= Australian Film Institute International Award for Best Actress =

Australian film award

The Australian Film Institute International Award for Best Actress was an award in the annual Australian Film Institute Awards (by AFI). It was awarded from 2005 to 2010. The award has been superseded by the AFI's AACTA International Award for Best Actress.

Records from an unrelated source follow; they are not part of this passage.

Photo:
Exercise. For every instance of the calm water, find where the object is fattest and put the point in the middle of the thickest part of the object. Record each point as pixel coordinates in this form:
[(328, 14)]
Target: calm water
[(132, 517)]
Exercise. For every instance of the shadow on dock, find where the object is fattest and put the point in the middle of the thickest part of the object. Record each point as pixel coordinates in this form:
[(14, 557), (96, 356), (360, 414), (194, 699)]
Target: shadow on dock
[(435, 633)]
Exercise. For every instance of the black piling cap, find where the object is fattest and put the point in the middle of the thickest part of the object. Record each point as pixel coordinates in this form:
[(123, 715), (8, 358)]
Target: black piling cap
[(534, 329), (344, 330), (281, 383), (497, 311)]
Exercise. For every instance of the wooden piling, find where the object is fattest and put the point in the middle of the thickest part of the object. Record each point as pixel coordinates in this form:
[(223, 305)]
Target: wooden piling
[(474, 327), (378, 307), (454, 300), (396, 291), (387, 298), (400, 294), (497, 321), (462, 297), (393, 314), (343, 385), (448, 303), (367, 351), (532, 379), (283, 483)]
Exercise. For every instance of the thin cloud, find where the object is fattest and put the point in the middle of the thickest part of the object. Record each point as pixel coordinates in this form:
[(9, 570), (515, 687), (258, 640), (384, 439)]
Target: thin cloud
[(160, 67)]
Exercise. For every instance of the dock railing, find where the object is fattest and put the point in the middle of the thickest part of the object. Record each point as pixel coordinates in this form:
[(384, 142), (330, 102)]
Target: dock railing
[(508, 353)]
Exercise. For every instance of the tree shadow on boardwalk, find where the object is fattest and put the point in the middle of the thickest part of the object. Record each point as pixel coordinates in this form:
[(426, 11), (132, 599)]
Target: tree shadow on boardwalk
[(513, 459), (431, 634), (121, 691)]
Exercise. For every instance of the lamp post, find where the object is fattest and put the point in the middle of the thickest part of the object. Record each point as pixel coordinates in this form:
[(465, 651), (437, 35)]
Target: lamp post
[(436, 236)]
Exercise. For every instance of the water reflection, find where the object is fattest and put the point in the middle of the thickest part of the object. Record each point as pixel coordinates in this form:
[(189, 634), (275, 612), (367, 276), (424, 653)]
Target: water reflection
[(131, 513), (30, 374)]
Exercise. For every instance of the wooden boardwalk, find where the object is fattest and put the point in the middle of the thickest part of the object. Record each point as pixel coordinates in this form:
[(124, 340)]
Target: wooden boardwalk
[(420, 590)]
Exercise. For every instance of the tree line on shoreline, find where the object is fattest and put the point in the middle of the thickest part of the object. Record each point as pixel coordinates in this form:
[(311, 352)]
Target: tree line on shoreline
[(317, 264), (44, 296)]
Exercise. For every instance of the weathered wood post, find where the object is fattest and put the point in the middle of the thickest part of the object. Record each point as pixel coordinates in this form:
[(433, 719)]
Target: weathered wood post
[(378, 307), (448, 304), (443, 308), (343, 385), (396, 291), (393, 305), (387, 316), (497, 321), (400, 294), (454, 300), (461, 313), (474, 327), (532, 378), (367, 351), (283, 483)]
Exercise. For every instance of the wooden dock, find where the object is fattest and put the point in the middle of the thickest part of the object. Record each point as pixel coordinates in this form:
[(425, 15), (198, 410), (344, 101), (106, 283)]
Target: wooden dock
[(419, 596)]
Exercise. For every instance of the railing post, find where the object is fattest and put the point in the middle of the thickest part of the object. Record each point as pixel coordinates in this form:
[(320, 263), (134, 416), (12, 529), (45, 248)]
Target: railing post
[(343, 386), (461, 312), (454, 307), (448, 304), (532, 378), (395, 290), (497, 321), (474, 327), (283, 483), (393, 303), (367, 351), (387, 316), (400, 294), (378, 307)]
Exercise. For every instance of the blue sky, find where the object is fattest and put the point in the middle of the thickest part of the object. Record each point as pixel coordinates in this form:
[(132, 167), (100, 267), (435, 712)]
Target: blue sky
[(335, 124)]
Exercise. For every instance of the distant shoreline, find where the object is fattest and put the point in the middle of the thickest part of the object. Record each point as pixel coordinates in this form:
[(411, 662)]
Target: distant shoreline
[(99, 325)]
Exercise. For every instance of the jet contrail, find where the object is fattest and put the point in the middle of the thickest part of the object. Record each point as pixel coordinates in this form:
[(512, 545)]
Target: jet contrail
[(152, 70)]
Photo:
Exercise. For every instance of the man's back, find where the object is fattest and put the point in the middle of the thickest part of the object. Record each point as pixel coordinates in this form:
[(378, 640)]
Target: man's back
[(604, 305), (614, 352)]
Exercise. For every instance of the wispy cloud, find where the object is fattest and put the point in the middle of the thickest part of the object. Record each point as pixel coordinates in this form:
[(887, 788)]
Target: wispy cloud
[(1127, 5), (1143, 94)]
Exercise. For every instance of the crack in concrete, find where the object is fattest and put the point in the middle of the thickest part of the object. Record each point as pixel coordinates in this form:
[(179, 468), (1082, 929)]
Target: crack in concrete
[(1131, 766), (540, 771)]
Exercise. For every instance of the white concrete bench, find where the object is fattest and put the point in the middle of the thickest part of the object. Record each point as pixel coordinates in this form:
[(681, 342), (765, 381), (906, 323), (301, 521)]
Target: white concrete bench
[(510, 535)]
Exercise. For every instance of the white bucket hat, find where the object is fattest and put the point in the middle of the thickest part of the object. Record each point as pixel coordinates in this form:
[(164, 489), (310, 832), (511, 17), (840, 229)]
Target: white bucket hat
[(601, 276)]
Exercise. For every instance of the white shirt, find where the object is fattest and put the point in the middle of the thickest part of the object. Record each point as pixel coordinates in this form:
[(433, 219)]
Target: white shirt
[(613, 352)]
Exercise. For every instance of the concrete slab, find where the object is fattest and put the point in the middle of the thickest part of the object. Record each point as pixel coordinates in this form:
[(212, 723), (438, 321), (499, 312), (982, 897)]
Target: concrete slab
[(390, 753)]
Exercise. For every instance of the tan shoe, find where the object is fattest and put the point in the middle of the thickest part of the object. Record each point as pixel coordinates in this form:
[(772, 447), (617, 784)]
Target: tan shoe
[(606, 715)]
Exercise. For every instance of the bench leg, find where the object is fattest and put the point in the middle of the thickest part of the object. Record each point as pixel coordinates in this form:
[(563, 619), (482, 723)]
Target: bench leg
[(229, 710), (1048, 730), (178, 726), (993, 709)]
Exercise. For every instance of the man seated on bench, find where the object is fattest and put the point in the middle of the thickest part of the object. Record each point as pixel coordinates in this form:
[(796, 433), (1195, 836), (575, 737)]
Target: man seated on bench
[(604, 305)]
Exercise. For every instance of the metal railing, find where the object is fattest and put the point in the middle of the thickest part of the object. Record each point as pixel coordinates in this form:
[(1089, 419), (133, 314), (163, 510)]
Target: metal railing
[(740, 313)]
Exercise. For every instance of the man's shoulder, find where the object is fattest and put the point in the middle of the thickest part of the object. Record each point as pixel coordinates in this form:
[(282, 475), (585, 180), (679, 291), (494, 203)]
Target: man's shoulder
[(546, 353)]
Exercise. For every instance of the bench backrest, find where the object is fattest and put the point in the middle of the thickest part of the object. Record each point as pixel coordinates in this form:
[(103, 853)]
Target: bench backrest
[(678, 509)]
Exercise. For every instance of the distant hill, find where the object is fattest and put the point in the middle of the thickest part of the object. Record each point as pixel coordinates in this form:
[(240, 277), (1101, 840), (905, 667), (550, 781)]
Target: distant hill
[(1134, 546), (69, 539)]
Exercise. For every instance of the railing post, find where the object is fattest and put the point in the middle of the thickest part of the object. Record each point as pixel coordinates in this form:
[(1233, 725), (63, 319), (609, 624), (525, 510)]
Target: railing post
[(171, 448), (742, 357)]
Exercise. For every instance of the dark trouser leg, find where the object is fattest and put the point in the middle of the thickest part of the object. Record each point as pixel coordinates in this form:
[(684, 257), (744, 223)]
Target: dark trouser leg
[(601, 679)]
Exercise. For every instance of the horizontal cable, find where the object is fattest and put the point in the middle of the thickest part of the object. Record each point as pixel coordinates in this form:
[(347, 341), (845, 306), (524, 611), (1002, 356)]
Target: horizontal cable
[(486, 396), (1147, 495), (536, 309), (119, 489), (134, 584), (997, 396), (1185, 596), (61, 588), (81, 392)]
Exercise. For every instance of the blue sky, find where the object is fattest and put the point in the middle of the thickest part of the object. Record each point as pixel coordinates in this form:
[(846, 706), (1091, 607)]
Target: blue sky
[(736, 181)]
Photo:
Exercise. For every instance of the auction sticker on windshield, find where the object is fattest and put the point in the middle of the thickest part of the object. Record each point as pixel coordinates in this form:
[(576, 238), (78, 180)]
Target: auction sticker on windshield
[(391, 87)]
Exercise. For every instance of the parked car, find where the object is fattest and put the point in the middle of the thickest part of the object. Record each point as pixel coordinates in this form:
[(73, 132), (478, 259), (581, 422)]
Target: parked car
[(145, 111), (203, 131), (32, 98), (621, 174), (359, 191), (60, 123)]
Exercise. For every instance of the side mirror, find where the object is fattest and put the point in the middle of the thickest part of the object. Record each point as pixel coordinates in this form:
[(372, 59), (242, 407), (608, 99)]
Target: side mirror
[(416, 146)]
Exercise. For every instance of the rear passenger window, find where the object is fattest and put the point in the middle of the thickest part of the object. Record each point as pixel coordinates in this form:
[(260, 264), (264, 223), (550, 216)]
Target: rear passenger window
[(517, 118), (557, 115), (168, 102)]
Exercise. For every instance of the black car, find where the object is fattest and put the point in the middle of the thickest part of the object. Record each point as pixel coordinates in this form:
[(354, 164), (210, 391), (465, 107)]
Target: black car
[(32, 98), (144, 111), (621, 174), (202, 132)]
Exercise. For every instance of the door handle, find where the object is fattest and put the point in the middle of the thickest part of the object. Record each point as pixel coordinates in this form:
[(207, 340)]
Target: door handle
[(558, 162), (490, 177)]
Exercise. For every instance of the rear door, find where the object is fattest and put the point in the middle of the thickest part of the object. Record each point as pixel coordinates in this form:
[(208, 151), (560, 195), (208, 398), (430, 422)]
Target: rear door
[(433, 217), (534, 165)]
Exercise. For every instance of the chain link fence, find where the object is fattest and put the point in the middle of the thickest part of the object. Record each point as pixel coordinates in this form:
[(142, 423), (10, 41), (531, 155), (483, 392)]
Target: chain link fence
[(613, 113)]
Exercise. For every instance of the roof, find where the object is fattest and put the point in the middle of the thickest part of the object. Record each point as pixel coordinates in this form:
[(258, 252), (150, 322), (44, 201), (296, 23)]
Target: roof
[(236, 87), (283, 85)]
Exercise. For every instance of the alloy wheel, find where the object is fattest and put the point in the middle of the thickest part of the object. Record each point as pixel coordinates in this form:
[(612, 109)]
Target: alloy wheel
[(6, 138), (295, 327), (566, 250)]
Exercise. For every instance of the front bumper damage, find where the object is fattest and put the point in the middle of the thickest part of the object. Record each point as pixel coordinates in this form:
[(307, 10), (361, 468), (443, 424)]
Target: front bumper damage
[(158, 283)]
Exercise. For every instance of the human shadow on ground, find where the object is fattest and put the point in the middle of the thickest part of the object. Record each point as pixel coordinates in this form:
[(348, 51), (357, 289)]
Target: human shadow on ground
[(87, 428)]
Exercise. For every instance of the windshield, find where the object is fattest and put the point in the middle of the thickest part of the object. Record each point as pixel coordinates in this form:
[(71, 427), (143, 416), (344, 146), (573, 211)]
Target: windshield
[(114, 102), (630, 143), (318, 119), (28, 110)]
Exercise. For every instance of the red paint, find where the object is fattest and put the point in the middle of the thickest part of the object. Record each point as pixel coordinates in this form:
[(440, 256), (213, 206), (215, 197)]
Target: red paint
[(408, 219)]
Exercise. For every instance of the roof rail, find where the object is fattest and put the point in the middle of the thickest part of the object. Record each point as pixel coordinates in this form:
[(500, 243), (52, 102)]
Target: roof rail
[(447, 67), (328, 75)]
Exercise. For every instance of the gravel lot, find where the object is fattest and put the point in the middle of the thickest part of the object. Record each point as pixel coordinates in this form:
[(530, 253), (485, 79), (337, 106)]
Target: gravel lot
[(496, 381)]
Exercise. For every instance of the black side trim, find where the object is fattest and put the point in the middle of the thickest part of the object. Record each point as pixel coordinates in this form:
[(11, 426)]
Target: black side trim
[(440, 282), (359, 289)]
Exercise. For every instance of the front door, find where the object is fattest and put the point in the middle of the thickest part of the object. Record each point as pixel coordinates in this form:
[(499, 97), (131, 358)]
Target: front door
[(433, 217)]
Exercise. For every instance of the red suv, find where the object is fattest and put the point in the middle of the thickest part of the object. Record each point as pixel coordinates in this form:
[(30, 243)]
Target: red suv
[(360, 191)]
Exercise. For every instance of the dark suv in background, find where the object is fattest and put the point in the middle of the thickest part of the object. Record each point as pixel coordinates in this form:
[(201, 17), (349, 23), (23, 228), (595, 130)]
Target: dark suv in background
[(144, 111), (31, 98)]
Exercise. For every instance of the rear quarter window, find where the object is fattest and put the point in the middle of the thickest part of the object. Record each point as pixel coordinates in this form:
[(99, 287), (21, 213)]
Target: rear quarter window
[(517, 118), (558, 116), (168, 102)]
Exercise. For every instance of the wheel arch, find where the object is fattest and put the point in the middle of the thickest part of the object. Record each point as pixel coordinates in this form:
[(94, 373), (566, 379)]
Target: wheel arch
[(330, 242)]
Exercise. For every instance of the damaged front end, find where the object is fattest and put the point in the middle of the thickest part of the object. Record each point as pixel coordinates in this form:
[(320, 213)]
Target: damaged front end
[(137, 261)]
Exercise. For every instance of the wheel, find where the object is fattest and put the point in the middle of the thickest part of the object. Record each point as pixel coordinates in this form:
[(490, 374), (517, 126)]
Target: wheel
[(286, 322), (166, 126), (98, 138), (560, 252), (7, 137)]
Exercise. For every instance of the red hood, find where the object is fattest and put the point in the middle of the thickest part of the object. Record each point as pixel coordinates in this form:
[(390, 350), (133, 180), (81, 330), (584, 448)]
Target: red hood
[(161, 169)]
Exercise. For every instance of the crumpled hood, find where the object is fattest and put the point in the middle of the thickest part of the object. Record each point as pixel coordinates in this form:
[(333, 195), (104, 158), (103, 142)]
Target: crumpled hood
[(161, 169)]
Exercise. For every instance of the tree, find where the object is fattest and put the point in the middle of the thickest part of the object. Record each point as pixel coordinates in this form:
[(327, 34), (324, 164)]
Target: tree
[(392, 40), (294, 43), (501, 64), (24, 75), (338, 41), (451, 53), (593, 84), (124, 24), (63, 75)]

==Previous winners and nominees==

- 2005: Emily Browning - Lemony Snicket's A Series of Unfortunate Events
- 2006: Rachel Griffiths - Six Feet Under
  - Toni Collette - In Her Shoes
  - Naomi Watts - King Kong
  - Radha Mitchell - Silent Hill
- 2007: Rose Byrne - Damages
  - Toni Collette - Little Miss Sunshine
  - Jacinda Barrett - The Last Kiss
  - Rachel Griffiths - Brothers & Sisters
- 2008: Cate Blanchett - Elizabeth: The Golden Age
  - Judy Davis - The Starter Wife
  - Rachel Griffiths - Brothers & Sisters
  - Nicole Kidman - The Golden Compass
- 2009: Toni Collette - United States of Tara
  - Rose Byrne - Damages
  - Melissa George - In Treatment
  - Mia Wasikowska - In Treatment
- 2010: Mia Wasikowska - Alice in Wonderland
  - Toni Collette - United States of Tara, Season 2.